Smith encouraged DeGirolamo to apply to UBC’s Faculty of Pharmaceutical Sciences in 2005. Four years later she is poised to graduate and enter a demanding hospital residency program as a clinical pharmacist. She is thrilled she will get to do an HIV rotation.

From her first year, despite the heavy demands of the professional program, DeGirolamo has volunteered with the B.C. Persons with AIDS Society. She writes a regular drug information column for their newsletter.

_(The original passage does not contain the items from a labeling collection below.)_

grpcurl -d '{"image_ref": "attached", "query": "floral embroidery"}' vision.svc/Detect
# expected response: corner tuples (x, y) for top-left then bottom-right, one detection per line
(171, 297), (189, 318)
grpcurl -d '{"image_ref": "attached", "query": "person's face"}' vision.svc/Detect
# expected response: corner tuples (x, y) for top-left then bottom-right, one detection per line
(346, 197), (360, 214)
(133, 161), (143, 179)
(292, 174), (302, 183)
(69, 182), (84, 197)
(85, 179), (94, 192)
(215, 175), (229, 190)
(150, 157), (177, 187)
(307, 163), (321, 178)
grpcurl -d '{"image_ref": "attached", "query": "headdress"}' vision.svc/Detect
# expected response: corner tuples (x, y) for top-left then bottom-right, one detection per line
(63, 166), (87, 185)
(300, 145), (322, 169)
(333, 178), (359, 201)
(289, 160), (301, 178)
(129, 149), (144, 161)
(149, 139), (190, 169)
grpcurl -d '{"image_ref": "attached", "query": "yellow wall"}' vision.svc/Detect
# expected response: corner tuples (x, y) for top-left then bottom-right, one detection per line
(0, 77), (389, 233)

After her second year, DeGirolamo went to Uganda for the summer, through a work term organized by UBC’s Go Global office, to volunteer with the The AIDS Support Organization (TASO). She was impressed with the efforts of this Ugandan group which has helped reduce the rate of AIDS infections from about 25 per cent to nine per cent in Masaka, Uganda. Mornings were spent organizing patients’ drugs, and afternoons were spent riding through remote areas on the back of a motorcycle to deliver care to patients. The experience had a huge impact on her.

“Africa and its people are so beautiful, and they have been unfairly ravaged by this disease,” says DeGirolamo. “My experience strengthened me wanting to go into HIV care. I really value being able to go and contribute what I can.”

Volunteering is clearly a way of life for this graduate. During her four years at UBC she also found time to join the pharmaceutical fraternity Kappa Psi and was elected its regent. Fraternity members focused on community service, serving at a Vancouver soup kitchen and doing local fundraising.

She was also elected by her peers to serve as the student representative on the board of the Canadian Pharmacists Association for two years.

DeGirolamo’s time in Uganda serving those with HIV/AIDS, however, remains a real highlight.

“The kindness of people was amazing,” says DeGirolamo. “That’s something I’ll definitely try to remember in my practice. Sometimes people just need you to listen, and acknowledge that what they are saying is important.”